А потом расстреляли всех, кто попался под руку. Под руку попались хирург с ассистентом.

Значит, Эдик больше никогда не заявится в Пицце-Хат – там, у стены, валялось именно его лицо.

8

Двое суток я провел у Бэллы.

Утром звонил Слава. Бэлла слушала молча, потом протянула трубку мне. Говорил он как-то глухо и путано. Да, чувствует себя ничего. Но пока приехать не может – ему нужно побыть одному, подумать. О чем подумать, он не сказал.

Я знал единственный способ пережить эти дни. Сначала напиться – до полной оглушки, до потери сознания, а потом, очнувшись, поддерживать в голове жидкий голубой алкогольный туман: понемногу, мелкими дозами – но последовательно, упорно поддерживать.

Но чем можно было помочь непьющему человеку, я не знал. Два дня она не поднималась с дивана, и я сидел рядом на стуле. Время от времени она поворачивала в мою сторону белое, без кровинки, лицо, и – невыносимо спокойным тоном, крайне серьезно – спрашивала:

– За что – их? Почему – их?

Я молча гладил ее по голове – отвечать было нечего.

Я страшно, нечеловечески устал – ночью она не спала, и я не разрешал себе задремать.

Похороны должны были состояться на третий день. Слава будет там. Бэлла сперва сказала, что тоже пойдет, но я ее отговорил – зачем? Этих людей она не знала. И вообще, чем скорей она все это позабудет, тем лучше. Там будет серый больничный двор, сырой, скользкий, будет, наверное, висеть в воздухе дождевая пыль, будут траурные цвета, и цветы, и венки. Будет покачивание над обнаженными головами людей сдавленного женского плача.

Наутро третьего дня она резко поднялась с дивана, достала из шкафа чемодан, пару больших теннисных сумок и медленно, внимательно стала собираться.

Я молча следил за тем, как она неторопливо, аккуратно пакуется.

– Здесь человеку жить невозможно,  – сказала она наконец.

Я не возражал, мне страшно хотелось спать. Она отнесла чемодан в прихожую, подсела к телефонному столику, долго говорила по-французски, положила трубку, но с места не двинулась. Минут через пять раздался звонок. Она слушала, кивала, смотрела на часы.

– Присядем... На дорожку.

– Куда ты?

– Здесь невозможно человеку жить.

Бэлла порылась в сумочке, достала ключи, маленький листок бумаги.

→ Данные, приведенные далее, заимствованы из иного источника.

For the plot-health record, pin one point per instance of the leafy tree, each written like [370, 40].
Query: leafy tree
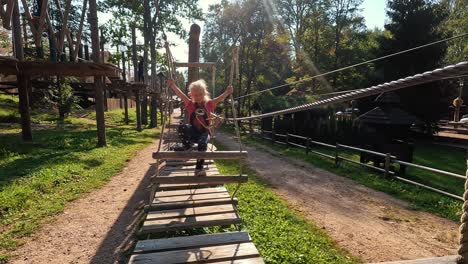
[457, 24]
[5, 42]
[413, 23]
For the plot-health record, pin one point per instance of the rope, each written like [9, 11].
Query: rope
[429, 76]
[166, 115]
[235, 70]
[463, 247]
[355, 65]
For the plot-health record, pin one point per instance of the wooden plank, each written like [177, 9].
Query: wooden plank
[195, 203]
[195, 64]
[189, 222]
[200, 179]
[187, 168]
[186, 155]
[185, 163]
[188, 173]
[180, 243]
[200, 255]
[258, 260]
[177, 214]
[191, 191]
[436, 260]
[191, 197]
[171, 187]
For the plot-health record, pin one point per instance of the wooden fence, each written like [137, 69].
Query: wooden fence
[308, 143]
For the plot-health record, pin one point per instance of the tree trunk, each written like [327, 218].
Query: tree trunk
[194, 52]
[147, 36]
[154, 100]
[135, 72]
[22, 80]
[98, 80]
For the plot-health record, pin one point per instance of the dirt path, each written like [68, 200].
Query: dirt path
[367, 223]
[98, 228]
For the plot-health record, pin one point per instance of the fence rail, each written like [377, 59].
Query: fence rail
[389, 159]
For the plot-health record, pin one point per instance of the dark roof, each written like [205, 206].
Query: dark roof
[387, 98]
[389, 116]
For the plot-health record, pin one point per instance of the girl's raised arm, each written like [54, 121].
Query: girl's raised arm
[223, 96]
[177, 91]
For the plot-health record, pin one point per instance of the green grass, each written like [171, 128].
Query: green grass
[8, 108]
[439, 157]
[38, 178]
[280, 233]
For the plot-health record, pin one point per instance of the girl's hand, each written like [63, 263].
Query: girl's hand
[229, 90]
[170, 82]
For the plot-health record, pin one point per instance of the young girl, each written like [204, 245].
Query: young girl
[199, 107]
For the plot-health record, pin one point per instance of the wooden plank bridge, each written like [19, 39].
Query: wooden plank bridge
[182, 201]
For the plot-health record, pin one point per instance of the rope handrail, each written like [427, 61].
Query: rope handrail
[429, 76]
[355, 65]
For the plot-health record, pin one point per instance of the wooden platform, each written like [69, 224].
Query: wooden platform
[183, 201]
[232, 247]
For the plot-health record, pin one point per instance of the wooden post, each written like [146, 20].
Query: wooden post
[147, 37]
[98, 80]
[135, 77]
[463, 238]
[124, 77]
[22, 80]
[138, 113]
[273, 129]
[388, 160]
[134, 55]
[337, 158]
[194, 52]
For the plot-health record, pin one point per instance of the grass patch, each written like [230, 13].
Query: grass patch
[440, 157]
[38, 178]
[280, 233]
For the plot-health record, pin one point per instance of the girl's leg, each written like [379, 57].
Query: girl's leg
[202, 146]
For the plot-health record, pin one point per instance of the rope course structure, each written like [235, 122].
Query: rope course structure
[179, 201]
[443, 73]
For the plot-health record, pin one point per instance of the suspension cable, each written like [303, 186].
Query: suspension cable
[460, 69]
[355, 65]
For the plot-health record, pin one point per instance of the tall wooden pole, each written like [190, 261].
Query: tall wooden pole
[194, 52]
[135, 77]
[22, 79]
[124, 76]
[154, 82]
[98, 80]
[146, 36]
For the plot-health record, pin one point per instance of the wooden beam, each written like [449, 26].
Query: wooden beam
[44, 8]
[98, 80]
[201, 179]
[195, 203]
[178, 243]
[174, 187]
[186, 155]
[80, 29]
[29, 17]
[216, 254]
[190, 222]
[8, 14]
[196, 64]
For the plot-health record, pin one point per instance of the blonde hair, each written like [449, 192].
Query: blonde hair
[200, 85]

– Адрес и телефон хозяйки... Оплачено еще за месяц вперед. Если хочешь, живи...

– Как ты намерена улететь? Зайцем? Все ж билеты проданы – года на полтора вперед.

Она кивнула на телефон, давая понять, что эти проблемы сняты.

– Или ты думаешь, я полечу на Аэрофлоте? Я больше никогда в жизни не буду летать на Аэрофлоте. Я приеду домой и сожгу все книги на русском языке, какие у меня есть. Я постараюсь забыть все: город, дома, людей. Я постараюсь забыть язык... Я забуду, забуду... Вытащу отсюда Славу, привезу к себе – и забуду.

Мы долго молчали; Бэлла поглядывала на часы, наверное, ждала – то ли за ней должны заехать, то ли позвонить.

– Как твой сосед поживает?  – рассеянно, скорее всего, из необходимости заполнить паузу, спросила она; я слишком устал, чтобы среагировать и понять, о чем это она.

– Сосед?.. Ах да, сосед, человек по имени Музыка. Да как обычно.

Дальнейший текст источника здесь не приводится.